American electrical engineer and professor

Nirmal Bose (died November 23, 2009) was a professor in the Pennsylvania State University Electrical Engineering Department, from 1986 until his death. Before joining the Penn State faculty, he taught at Syracuse University and the University of Pittsburgh.

Bose was a world-renowned expert in multidimensional signals and systems theory. He investigated high-resolution reconstructions of blurred and noisy images, and processing of noisy images. Bose has been internationally recognized for his scientific papers and books including Applied Multidimensional Systems Theory, and Digital Filters: Theory and Applications. He coauthored the texts Multidimensional Systems: Progress, Directions and Open Problems, Neural Networks Fundamentals: with Graphs, Algorithms, and Applications, and Multidimensional Systems Theory and Applications. Bose was the founding editor-in-chief of the International Journal on Multidimensional Systems and Signal Processing and served as associate editor for The Journal of the Franklin Institute, Circuits, Systems and Signal Processing, and IEEE Transactions on Circuits and Systems.

Bose received his B.Tech. (with honors) from IIT Kharagpur, M.S. from Cornell University and Ph.D. from Syracuse University, all in electrical engineering. Bose was elected to be a Fellow of Institute of Electrical and Electronics Engineers (IEEE) in 1981 for his contributions to multidimensional systems theory and circuits and systems education.
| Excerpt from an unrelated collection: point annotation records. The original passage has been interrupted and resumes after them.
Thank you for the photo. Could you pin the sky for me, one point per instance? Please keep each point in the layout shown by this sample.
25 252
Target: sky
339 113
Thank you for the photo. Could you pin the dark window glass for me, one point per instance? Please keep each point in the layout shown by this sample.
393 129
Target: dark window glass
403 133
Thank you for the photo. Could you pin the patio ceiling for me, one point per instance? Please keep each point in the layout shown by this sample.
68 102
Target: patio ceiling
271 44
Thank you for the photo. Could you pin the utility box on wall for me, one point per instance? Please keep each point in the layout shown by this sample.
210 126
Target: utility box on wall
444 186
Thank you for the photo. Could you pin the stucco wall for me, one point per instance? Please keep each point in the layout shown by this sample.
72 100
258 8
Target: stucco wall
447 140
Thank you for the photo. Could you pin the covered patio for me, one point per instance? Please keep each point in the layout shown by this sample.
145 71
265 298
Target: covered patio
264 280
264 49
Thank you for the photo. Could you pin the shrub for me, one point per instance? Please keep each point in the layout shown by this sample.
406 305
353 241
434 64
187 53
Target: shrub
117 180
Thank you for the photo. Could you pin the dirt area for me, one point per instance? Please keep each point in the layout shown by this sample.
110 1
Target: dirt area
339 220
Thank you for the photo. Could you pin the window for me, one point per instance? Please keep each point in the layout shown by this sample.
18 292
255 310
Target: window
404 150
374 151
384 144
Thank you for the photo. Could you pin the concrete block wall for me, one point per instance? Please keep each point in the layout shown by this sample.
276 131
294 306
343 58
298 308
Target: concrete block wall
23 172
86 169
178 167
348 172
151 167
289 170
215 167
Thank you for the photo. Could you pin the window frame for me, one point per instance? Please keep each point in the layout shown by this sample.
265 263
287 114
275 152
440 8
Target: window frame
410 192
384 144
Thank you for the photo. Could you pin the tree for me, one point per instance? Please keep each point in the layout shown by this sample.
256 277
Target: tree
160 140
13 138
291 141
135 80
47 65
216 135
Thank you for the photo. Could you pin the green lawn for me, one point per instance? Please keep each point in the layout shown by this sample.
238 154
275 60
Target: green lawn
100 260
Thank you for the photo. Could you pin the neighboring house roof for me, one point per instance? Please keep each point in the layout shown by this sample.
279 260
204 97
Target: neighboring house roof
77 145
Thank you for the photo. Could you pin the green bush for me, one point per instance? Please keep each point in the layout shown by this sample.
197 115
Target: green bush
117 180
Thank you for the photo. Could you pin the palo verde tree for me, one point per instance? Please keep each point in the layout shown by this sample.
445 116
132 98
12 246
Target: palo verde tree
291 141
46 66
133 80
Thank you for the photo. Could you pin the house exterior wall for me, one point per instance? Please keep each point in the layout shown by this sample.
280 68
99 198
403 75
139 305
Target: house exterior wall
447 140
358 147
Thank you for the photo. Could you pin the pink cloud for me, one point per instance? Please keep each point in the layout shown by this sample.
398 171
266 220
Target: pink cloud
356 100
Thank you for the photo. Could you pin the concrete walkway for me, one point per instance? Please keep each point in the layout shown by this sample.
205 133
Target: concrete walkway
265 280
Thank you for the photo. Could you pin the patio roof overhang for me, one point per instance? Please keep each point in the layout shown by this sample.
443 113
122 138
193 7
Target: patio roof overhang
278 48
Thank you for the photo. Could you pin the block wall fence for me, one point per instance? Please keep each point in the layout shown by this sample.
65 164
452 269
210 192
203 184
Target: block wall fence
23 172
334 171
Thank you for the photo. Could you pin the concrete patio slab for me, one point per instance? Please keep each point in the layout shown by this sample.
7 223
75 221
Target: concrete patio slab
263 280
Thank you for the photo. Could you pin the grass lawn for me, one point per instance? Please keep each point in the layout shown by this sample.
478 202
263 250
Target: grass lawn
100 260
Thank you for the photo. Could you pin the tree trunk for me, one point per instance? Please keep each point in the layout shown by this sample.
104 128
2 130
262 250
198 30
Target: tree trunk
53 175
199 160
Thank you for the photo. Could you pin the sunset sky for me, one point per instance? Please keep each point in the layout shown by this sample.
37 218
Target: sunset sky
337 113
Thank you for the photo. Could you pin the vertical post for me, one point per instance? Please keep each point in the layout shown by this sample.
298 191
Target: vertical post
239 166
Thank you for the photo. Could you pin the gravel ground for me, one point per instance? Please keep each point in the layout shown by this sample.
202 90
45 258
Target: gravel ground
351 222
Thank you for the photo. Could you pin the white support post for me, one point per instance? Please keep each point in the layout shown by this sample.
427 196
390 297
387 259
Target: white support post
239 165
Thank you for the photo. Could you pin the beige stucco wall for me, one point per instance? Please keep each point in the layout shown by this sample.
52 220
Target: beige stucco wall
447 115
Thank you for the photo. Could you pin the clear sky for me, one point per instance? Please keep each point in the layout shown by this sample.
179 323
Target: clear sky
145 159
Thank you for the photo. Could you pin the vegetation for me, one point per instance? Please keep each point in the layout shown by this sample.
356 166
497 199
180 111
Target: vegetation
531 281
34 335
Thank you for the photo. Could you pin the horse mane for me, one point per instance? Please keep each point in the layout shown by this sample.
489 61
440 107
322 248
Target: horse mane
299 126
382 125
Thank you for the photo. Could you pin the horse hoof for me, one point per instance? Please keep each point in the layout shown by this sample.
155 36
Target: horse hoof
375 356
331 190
Upon his death, the head of the Penn State electrical engineering department wrote, "Dr. Bose was a world renowned expert in the field of multidimensional signals and systems who brought great international visibility and prestige to our department."

Bose served as a visiting faculty at the American University of Beirut at Lebanon, University of Maryland at College Park, University of California at Berkeley, Princeton University and Ruhr University at Bochum. From 1994 to 1995 he served as a United Nations Development Program advisor to the Government of India. He received the Alexander von Humboldt Senior Research Award and the IEEE Third Millennium Merit Medal in 2000. Bose was named the Fetter Endowment University Fellow from 2001–2004, and later the HRB Systems Professor in signal processing.